The recent article in Middle East Online, “Tunisia Olive Production at Risk of Halving by 2030” is a curious tale of climate change reckoning.
It tells of the plight of a nation’s mainstay export product, olives, and the heart-rending challenges faced by the latest generation of Tunisian farmers…until the 9th paragraph of this tissue-grabber that is, where the anonymous scribbler reveals Tunisia has just become the world’s leading exporter of olives.
The main problem appeared to be that they’ve never had to water the plants before and now have to learn how to irrigate the soil.

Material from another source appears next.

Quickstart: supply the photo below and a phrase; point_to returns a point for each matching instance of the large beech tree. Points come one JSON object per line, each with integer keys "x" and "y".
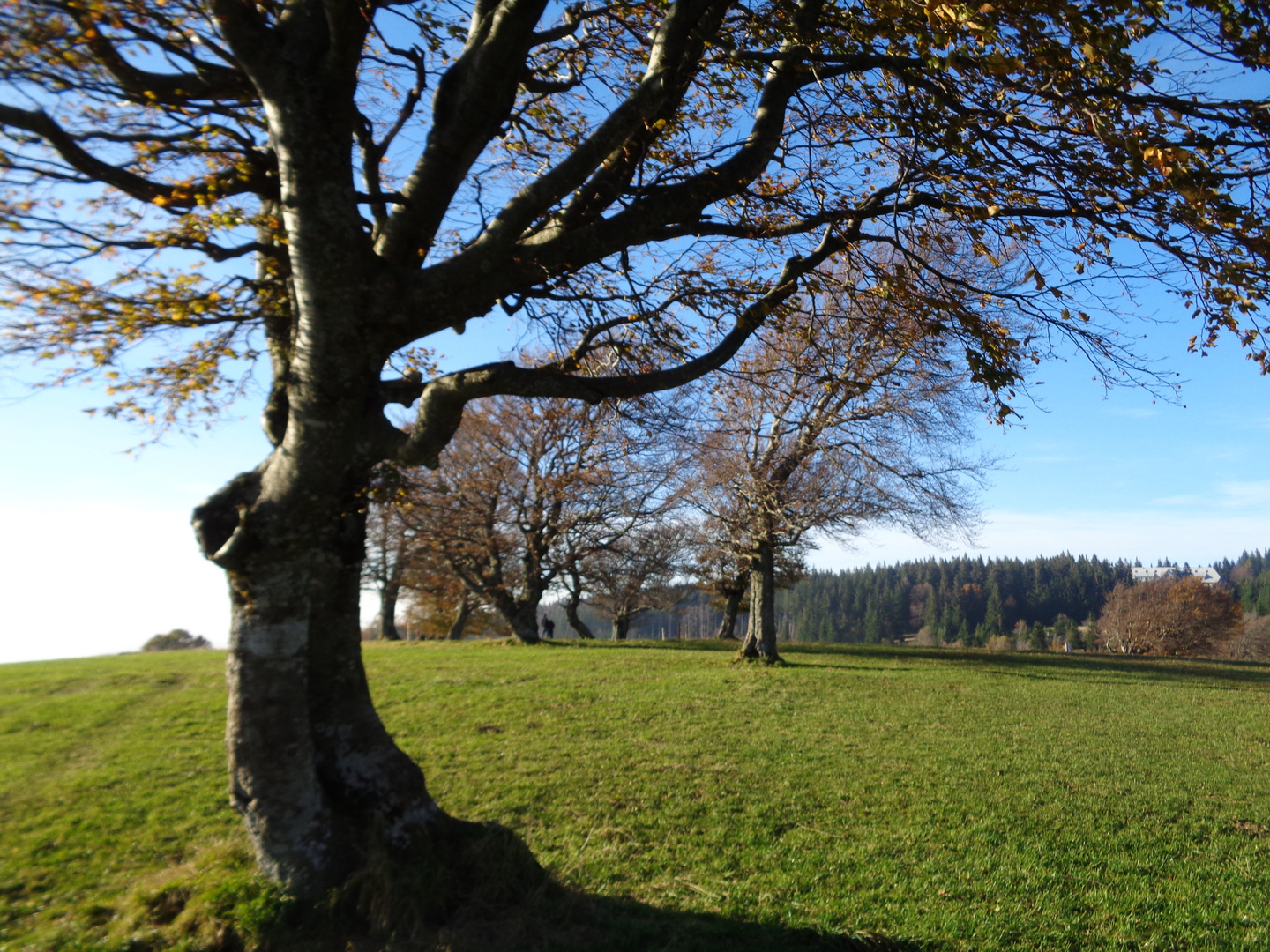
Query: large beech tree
{"x": 639, "y": 183}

Now, when I first saw the word “olives” in the title of this little ditty, I fully expected a sojourn into the financially deprived state of Greece (read: Won’t pay your taxes? Don’t worry, the world will pay’em for you).
That’s because Greece has agreed with its international creditors to unblock 12 billion euros in bailout funds. Déjà vu all over again?
Yep, Greek banks have already been handed a 39 billion euro bailout and thus continues its rather effective modus operandi; Lie about paying your taxes, then hire a Wall Street bank (read: Goldman Sachs) to help you mask the true extent of your deficits (read: bring on the derivatives deal) and abracadabra alakazam…you’ve circumvented the EU Maastricht rules and it’s IMF slush fund salvation.
The truth is always the first victim in any crisis. And if you’re not actually facing a crisis, olive or otherwise, make like there will be one soon.
Then learn to water the plants until the IMF shows up with cash and someone to do that for you.